La fine dell’interesse di compratori e produttori coincide con la decisione del governo di intraprendere una energica ristrutturazione del sistema di incentivi, uno schema spesso abusato. Nati per dare un sollievo a quell’emergenza-inquinamento che in alcune megalopoli è diventata ormai un allarme quotidiano, lo schema di incentivi ha portato clienti e produttori ad alzate d’ingegno che hanno infastidito i regolatori.
Alla fine dello scorso anno le autorità del potentissimo ministero dell’industria e dei trasporti hanno fatto sapere che il catalogo, molto generoso nel consentire l’accesso e che comprendeva 2.193 modelli di 235 produttori, sarebbe stato rivisto. Quasi a sottolineare il potere del regolatore, se non si è inclusi nell’elenco non si può accedere a sgravi fiscali e sussidi, Pechino se l’è presa comoda con la compilazione del nuovo e più accurato elenco di cosiddetti new energy vehicles.
I sussidi non sono stati aboliti, ma non c’è il nuovo catalogo di chi potrà usufruirne. E vendere senza incentivi si è tradotto in un crollo del 74% delle vendite di questi mezzi, tra i quali anche moltissimi piccoli quadricicli e vetturette da città, con solo 5.682 immatricolati. La produzione è stata leggermente superiore, con 6.889 unità e comunque un calo del 69,1%. Lo scorso anno le vendite erano state di 40.000 pezzi elettrici al mese, con il 2016 conclusosi a 507.000 unità elettriche vendute nelle varie versioni.
Xu Haidong, dirigente della associazione cinese dei produttori di auto, ha dichiarato al Caixin Global di aspettarsi vacche magre anche a febbraio e marzo, ma con un rimbalzo del mercato da allora in avanti, quando il nuovo catalogo si prevede sia pubblicato, depurato delle criticità (che hanno permesso false dichiarazioni sulla potenza delle batterie, ad esempio). Per l’anno in corso l’associazione prevede un totale compreso tra 700.000 ed 800.000 mezzi immatricolati, il che confermerebbe la Cina come mercato elettrico numero uno al mondo.
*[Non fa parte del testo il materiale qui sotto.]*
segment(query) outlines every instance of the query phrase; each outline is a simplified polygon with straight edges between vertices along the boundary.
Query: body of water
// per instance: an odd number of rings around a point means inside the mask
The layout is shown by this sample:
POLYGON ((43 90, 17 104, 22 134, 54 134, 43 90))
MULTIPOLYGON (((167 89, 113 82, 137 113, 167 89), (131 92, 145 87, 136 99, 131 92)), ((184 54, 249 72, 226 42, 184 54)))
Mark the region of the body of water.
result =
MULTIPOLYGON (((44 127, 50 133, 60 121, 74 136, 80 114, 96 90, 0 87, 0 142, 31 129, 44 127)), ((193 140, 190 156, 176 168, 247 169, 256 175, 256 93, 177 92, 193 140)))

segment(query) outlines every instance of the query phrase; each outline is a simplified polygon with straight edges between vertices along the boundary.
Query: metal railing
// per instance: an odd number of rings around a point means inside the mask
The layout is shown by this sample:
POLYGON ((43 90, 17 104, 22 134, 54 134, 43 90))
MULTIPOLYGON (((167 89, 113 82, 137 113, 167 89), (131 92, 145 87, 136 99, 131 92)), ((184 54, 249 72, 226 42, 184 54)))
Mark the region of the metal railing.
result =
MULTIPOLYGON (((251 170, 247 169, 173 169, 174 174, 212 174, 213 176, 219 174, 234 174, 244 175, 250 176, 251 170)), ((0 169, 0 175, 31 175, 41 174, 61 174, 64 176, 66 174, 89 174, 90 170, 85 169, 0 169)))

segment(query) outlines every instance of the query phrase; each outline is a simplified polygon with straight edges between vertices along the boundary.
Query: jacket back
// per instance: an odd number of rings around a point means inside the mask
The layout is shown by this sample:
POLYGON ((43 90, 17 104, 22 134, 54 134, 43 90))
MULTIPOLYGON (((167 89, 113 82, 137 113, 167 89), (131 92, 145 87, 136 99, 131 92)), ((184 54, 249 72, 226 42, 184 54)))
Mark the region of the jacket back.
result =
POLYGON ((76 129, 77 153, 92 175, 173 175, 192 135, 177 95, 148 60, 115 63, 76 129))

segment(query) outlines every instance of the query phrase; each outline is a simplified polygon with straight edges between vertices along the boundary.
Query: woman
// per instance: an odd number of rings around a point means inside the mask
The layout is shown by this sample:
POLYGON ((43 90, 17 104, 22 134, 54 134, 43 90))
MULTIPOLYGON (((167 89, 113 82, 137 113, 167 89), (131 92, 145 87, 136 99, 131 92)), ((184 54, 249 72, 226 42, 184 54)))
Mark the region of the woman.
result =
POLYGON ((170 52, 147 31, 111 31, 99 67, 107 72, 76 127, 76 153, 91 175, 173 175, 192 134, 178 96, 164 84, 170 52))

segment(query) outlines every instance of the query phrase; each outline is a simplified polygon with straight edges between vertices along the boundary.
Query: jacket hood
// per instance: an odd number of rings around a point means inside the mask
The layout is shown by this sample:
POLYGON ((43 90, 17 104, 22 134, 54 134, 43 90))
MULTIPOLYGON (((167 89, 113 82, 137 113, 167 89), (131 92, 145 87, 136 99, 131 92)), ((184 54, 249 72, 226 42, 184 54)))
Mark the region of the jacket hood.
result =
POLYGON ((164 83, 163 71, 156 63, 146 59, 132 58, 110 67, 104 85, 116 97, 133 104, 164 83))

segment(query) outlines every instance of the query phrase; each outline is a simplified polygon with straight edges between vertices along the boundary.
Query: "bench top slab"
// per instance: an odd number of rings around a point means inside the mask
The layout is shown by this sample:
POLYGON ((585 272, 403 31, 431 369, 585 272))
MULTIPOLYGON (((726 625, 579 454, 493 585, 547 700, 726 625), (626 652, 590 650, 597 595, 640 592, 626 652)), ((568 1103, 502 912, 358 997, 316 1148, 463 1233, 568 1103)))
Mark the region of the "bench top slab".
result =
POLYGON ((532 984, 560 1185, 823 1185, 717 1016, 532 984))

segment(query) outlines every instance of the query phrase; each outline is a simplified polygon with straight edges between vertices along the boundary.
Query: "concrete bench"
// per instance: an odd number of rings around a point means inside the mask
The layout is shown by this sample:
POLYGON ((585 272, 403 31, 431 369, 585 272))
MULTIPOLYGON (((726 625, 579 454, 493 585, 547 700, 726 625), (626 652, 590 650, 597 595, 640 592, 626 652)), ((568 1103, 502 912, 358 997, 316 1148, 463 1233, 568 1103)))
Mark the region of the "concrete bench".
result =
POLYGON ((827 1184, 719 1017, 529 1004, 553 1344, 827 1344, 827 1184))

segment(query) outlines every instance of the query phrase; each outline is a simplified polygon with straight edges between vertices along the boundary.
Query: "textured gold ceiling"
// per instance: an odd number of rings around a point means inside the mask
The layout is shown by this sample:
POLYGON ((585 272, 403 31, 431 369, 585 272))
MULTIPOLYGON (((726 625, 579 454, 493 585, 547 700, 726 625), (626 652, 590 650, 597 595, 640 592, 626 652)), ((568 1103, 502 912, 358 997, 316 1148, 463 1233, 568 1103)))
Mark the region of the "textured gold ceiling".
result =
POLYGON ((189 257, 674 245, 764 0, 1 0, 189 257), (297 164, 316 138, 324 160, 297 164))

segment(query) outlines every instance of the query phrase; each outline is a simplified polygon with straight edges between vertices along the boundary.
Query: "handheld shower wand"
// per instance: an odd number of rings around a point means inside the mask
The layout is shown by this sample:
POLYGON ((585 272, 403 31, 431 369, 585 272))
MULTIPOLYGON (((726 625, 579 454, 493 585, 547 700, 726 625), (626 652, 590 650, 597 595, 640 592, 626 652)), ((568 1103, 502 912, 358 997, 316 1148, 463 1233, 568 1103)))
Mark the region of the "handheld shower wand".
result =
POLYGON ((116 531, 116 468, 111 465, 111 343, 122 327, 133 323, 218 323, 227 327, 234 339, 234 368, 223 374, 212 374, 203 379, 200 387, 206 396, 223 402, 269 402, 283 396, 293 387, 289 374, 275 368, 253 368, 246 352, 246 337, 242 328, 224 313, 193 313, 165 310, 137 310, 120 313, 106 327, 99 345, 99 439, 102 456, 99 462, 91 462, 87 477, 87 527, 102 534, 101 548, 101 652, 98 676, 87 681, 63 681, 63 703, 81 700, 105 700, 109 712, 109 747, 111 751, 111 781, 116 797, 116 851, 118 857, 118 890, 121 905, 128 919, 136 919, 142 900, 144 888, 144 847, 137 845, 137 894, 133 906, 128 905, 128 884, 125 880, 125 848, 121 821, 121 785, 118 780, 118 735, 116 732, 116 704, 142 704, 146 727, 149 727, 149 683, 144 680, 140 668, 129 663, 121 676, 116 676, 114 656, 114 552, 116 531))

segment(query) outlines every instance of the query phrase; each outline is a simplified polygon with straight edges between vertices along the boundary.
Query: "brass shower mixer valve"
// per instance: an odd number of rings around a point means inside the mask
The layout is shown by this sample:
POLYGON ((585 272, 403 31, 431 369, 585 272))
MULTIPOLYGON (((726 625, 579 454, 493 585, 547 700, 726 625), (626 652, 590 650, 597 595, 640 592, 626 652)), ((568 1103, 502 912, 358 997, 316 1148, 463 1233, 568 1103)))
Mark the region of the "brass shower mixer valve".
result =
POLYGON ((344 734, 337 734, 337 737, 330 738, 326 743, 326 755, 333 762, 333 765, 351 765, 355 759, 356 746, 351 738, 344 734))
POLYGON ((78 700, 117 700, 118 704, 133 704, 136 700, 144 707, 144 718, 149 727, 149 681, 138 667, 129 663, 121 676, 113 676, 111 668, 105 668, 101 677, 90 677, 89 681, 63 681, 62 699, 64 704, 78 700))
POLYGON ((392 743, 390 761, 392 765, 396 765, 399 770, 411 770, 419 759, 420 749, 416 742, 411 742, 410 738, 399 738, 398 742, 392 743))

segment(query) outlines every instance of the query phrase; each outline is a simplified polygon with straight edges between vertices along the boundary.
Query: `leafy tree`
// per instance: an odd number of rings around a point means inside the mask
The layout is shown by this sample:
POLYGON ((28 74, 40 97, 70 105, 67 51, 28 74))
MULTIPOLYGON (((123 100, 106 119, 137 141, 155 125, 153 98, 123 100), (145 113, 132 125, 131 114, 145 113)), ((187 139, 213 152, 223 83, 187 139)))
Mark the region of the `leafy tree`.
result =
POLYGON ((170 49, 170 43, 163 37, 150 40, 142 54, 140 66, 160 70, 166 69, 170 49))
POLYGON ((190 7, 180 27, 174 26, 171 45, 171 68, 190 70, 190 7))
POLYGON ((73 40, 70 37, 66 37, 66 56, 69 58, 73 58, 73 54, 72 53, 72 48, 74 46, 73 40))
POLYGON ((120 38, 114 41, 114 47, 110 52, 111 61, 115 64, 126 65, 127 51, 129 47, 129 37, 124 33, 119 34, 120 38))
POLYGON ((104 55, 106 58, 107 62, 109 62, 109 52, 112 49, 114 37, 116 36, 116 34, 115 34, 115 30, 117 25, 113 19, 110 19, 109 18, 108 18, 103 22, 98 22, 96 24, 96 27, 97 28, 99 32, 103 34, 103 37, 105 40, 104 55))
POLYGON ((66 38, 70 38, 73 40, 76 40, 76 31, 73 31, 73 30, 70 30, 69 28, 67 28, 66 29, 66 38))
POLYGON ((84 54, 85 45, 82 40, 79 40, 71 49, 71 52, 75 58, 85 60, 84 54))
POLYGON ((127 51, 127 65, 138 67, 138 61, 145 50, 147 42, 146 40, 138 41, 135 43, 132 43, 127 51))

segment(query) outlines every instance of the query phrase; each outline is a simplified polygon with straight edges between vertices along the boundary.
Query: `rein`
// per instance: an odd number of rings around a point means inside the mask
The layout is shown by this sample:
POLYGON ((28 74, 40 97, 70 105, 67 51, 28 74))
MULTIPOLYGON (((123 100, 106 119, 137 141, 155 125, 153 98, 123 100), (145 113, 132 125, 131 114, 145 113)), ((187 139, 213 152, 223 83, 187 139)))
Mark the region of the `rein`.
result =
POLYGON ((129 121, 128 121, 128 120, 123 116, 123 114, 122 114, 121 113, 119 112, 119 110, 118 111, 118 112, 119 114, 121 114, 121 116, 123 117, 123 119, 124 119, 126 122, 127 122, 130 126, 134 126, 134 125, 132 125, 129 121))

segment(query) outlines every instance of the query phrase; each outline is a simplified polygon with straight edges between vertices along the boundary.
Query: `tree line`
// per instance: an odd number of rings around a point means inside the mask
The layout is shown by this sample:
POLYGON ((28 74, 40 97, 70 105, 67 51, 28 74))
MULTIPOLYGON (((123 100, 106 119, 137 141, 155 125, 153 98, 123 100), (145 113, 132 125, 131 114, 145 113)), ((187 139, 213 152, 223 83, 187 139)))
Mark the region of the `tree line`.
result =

Non tutti sono così ottimisti però: anzitutto perché in ogni caso è già previsto che il governo centrale proceda dal 2019 con una graduale riduzione degli incentivi. Inoltre non è chiaro, considerata la situazione dei bilanci degli enti territoriali impegnati in molti casi a tirare la cinghia, se anche a livello locale potrà continuare la politica di sussidi con la generosità a cui si erano abituati gli automobilisti cinesi fino a dicembre dello scorso anno.